Friday 15 Podcast

Getting Your Company’s AI Strategy Unstuck

Brian Beck and Andy Hoar talk with futurist Dr. Lisa Palmer about why a third of B2B executives do not know where to start with AI, and the mindset, strategy, and action framework that separates companies making progress from those that remain stuck.

Friday 15 Podcast · Guest: Dr. Lisa Palmer, CEO of Dr. Lisa AI and author of Show AI, Don't Tell It

Key takeaways

  • In a LinkedIn poll, 36% of respondents said the primary reason B2B executives get stuck on AI is that they do not know where to start, making uncertainty about first steps the most common barrier.
  • According to a recent MIT study cited by Dr. Lisa Palmer, only about 5% of organizations are hitting on all cylinders with AI, while most are either stuck after mixed results or facing overt or covert resistance from their teams.
  • Dr. Palmer's framework for getting unstuck has three parts: mindset (focus on business value, move with speed and rigor, simplify, avoid over-automation), strategy (focus on customers, break down silos, plan data scope small), and action (show rather than tell, get hands-on with tools, capture hearts before minds).
  • Executives cannot delegate learning: if leaders have not personally tried vibe coding tools, agent-building platforms, or even basic chatbots, they are not equipped to lead their organizations through AI adoption.
  • The cost of inaction is a metric most companies do not measure, but one participant at a recent roundtable reported their company does quantify opportunity cost, which the hosts suggested should be standard practice.

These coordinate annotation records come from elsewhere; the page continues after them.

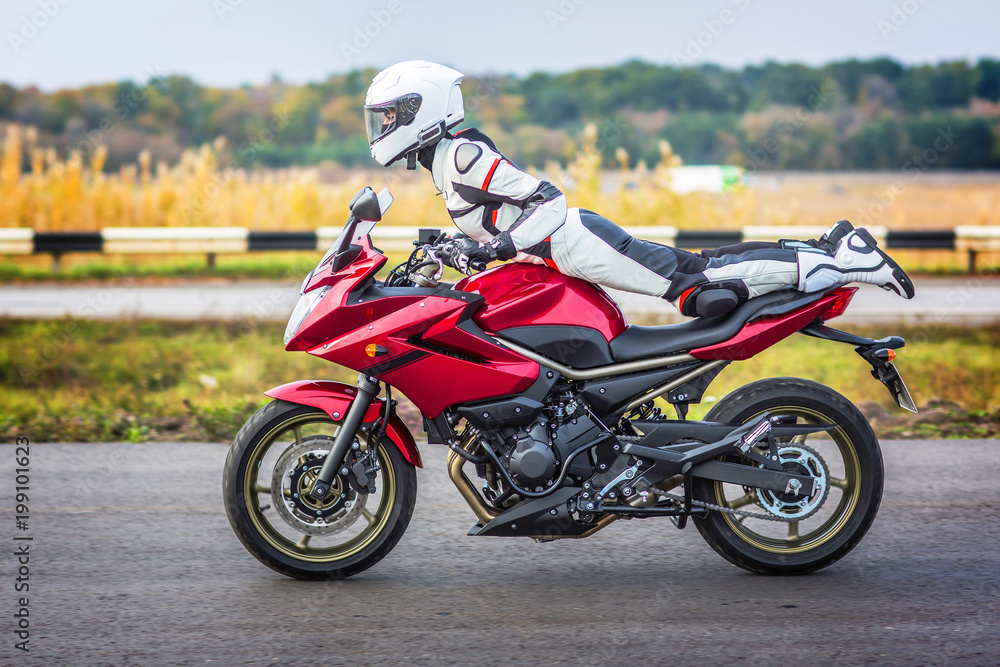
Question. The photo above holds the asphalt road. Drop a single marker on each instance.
(133, 562)
(968, 300)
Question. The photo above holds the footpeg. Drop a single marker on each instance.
(756, 434)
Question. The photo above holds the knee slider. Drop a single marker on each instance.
(712, 299)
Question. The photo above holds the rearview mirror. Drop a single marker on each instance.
(365, 206)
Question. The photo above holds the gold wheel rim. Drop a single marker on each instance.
(301, 550)
(829, 528)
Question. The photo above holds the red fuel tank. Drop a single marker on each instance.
(519, 295)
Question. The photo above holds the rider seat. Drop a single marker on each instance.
(639, 342)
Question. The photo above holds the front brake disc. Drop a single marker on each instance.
(293, 476)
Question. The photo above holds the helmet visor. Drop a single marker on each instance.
(381, 119)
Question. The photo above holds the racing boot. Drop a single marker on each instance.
(856, 258)
(827, 243)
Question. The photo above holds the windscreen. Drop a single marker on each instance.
(355, 230)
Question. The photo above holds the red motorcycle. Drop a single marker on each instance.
(534, 380)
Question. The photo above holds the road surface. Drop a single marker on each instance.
(968, 300)
(133, 563)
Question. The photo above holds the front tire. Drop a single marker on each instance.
(276, 455)
(850, 457)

Where to start is the number one barrier

The hosts shared results from a LinkedIn poll asking why B2B executives get stuck on AI. The top answer, chosen by 36% of respondents, was that they do not know where to start. Other options included not seeing business value, fearing disruption, and finding AI too complicated, but uncertainty about first steps was the most common response.

Brian noted that this matched what he was hearing at regional roundtables. Companies are under pressure from boards and leadership to invest in AI, but the question of what to invest in remains unclear.

Four states of AI adoption

The guest for the episode was Dr. Lisa Palmer, a futurist, author, and former Gartner executive who now runs an AI advisory firm. She identified four states that organizations typically find themselves in with AI.

The first is trying to figure out where to get started. The second is having started something, experienced mixed results, and now being stuck. The third, which she said applies to only about 5% of organizations according to a recent MIT study, is being ready to scale because things are working. The fourth is having a team that is afraid and either overtly or covertly resisting.

Your team is just afraid, and they are either overtly or covertly resisting.

Dr. Lisa Palmer

Andy added that the fear component is real. At roundtables, when the conversation turns to what AI means for jobs, he has seen the room go quiet and people become reluctant to share their views even in a confidential setting.

The mindset component

Dr. Palmer’s framework for getting unstuck has three parts: mindset, strategy, and action. On mindset, she emphasized four principles.

First, focus on business value. She said she is tired of hearing CEOs complain about lack of ROI from AI when the projects they funded were never designed to generate returns. Second, move with speed but apply rigor. Doing nothing is not an option because competitors and the entire business ecosystem are changing. Third, simplify. The winners and losers in AI are not yet clear, so complex implementations will be painful to unwind. Fourth, avoid over-automation. She noted that companies are already facing fines and customer satisfaction problems from automating too aggressively.

Strategy: focus on customers and scope small on data

On strategy, Dr. Palmer advised starting with how AI can make things better for customers. She also emphasized breaking down silos. Organizations where people hoard information and do not collaborate will struggle with AI, which requires working across functions.

Data readiness was a major theme. She described boardrooms where executives were angry to learn that years of data investment had not made them ready for AI. The issue is that AI data readiness is different from general data hygiene. Her advice was to scope small: identify the specific data needed for a particular use case rather than trying to fix everything.

Please do not boil the ocean. Identify your business use case and maybe you just need ten pieces of data, not a thousand.

Dr. Lisa Palmer

Action: you cannot delegate learning

The action component was about change management. Dr. Palmer said you have to capture hearts before you can capture minds, and the way to do that is to show rather than tell. Visualization tools and hands-on demonstrations are more effective than slide decks.

Her strongest point was that executives cannot delegate learning. Leaders who have not personally tried vibe coding tools, agent-building platforms, or even basic chatbots are not equipped to lead their organizations through AI adoption.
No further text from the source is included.